Does Iron Concentration in a Liver Needle Biopsy Accurately Reflect Hepatic Iron Burden in ß-Thalassemia?

Guido Crisponi1,a, Rossano Ambu2, Franco Cristiani1, Gabriella Mancosu2, Valeria Marina Nurchi1, Rosalba Pinna1 and Gavino Faa2

1 Dipartimento di Chimica Inorganica ed Analitica, Università di Cagliari, Complesso Universitario di Monserrato, 09042 Monserrato-Cagliari, Italy

2 Dipartimento di Citomorfologia, Divisione di Anatomia Patologica, Università di Cagliari, Via Ospedale 60, 09124 Cagliari, Italy
a author for correspondence: fax 39-0706754478, e-mail crisponi@unica.it

ß-Thalassemia major is an autosomal recessive disease characterized by absent or decreased synthesis of the ß-globin gene (1). Thalassemic children, estimated at 100 000 worldwide, are affected by chronic anemia and need regular blood transfusion (2). Because of the limited capacity of iron excretion in humans, the iron in transfused red cells accumulates in the body. The liver, heart, and pancreas are the target organs of iron-induced injury; therefore, the major pathological manifestations observed in ß-thalassemia major are chronic liver disease, evolving to cirrhosis, and dilative cardiomyopathy, both characterized by severe iron deposition (3)(4).
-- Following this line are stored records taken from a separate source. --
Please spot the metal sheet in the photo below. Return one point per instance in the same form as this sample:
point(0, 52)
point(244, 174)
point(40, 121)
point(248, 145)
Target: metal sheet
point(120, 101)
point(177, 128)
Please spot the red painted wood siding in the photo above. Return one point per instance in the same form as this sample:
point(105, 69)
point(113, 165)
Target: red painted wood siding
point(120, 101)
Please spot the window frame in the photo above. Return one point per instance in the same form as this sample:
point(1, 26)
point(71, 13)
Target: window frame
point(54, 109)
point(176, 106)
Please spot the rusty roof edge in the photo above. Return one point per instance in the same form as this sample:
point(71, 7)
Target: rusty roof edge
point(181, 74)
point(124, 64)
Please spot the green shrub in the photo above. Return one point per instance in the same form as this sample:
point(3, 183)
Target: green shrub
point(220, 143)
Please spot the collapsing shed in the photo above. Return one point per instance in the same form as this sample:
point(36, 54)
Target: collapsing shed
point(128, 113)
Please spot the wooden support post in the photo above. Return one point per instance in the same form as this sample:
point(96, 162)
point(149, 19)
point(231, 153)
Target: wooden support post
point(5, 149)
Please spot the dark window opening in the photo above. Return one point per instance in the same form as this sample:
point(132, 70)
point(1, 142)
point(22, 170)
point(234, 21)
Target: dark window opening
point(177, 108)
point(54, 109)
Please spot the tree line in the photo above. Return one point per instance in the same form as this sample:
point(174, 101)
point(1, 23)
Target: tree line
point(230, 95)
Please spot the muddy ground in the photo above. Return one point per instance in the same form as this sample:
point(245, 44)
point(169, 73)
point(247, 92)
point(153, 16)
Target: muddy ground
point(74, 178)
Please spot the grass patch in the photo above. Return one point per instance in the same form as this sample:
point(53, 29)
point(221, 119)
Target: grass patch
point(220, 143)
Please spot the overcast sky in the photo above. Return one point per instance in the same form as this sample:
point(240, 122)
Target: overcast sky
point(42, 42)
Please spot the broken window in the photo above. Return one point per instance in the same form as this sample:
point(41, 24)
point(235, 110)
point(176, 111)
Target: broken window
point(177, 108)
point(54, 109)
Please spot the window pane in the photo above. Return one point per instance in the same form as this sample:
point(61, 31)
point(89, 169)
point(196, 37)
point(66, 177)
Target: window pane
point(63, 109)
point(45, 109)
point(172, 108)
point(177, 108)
The dangerous effects of iron excess can be managed by administration of chelators capable of removing iron from transferrin, ferritin, and other iron stores (5)(6)(7). Determination of the hepatic iron concentration (HIC) is one of the most valid procedures in assessing real body iron burden (8)(9)(10), which is important for adjusting each patient’s chelation therapy over the years. HIC usually is measured on one part of a needle biopsy core, and the measured value is considered representative of the iron concentration in the whole liver (11). In 1995, a study by our group (3) first showed that iron is unevenly distributed in the livers of ß-thalassemic patients, and therefore, the iron content determined in a small liver fragment should be interpreted with caution because it cannot be considered a true representation of the mean HIC. These data were confirmed by us (12)(13)(14) and by other authors (15), who reported differences in HIC measurements on liver biopsy specimens.

Recently, a striking difference in HIC was found in biopsy samples from cirrhotic livers (range, 60–2851 µg/g . . . [Full Text of this Article]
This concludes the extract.